Operators
- ContentRanking: This operator uses a previously trained model in order to find out the most likely intend of a text.
- ContentRankingModelBuilder: This operator trains a model for ContentRanking based on training documents.
- ContentRankingModelBuilder2: This operator trains a model for ContentRanking based on training documents.
- DictionaryFilter: This operator checks the words of a text against a dictionary.
- IdfCorpusBuilder: This operator trains the model (aka corpus) for TfIdfWight based on training data.
- Lemmatizer: This operator derives dictionary form of words in a text (aka lemma), (e.g. box for boxes), and determines their part-of-speech tags (e.g.
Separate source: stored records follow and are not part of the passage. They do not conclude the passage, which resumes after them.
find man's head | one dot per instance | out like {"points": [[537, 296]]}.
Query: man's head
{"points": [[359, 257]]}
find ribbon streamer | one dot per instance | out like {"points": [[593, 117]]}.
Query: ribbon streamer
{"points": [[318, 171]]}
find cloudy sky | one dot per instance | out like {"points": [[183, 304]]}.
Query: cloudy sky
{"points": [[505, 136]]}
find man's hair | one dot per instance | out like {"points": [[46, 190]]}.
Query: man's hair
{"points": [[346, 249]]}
NNS for noun, plural).
- LinearClassification: This operator identifies to which of a set of categories the input text belongs on the basis of a previously trained model.
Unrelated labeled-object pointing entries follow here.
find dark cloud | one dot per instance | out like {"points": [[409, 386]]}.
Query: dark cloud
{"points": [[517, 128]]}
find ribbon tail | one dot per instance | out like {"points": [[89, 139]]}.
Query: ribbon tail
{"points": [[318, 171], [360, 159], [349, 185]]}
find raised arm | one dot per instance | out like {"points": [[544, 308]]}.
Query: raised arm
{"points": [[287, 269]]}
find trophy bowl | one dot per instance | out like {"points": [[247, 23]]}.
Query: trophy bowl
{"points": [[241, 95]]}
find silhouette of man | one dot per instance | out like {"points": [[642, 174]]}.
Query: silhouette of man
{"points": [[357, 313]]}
- LinearClassificationModelBuilder: This operator builds a model on the basis of a training set of data whose category membership is known.
- LinearClassificationModelBuilder2: This operator builds a model on the basis of a training set of data whose category membership is known.
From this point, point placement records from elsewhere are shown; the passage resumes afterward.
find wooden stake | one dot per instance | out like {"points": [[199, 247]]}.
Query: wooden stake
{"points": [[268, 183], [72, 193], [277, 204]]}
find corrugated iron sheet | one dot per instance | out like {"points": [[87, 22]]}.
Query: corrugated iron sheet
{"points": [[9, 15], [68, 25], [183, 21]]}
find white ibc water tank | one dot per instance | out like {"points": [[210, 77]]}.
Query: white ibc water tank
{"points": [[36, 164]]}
- NgramBasic: This operator generates n-grams of co-occuring words within a given window.
- Ngrams: The Ngrams operator implements rolling hash technique and utilizes ngramhashing.
- RutaCas: The Java Operator RutaCas uses the Apache UIMA Ruta rules to annotate incoming tuple with serialized UIMA CAS xmi of type rstring.
- RutaText: The Java Operator RutaText uses the Apache UIMA Ruta rules to annotate incoming tuple with text of type rstring.
- TfIdfWeight: This operator determines how meaningful a term/word in a text is related to a previously trained model (corpus).
- UimaCas: The Java Operator UimaCas uses a Apache UIMA Analysis Engine to annotate incoming tuple with serialized UIMA CAS xmi of type rstring.
- UimaText: The Java Operator UimaText uses a Apache UIMA Analysis Engine to annotate incoming tuple with text of type rstring.
Functions
- countNgrams(rstring, uint32): This function counts each n-gram in the string and places the counter in the result list at the same index as located in the string.
- getNgrams(rstring, uint32): This function counts each n-gram in the string and places the n-gram and the counter in the result map as a key/value pair.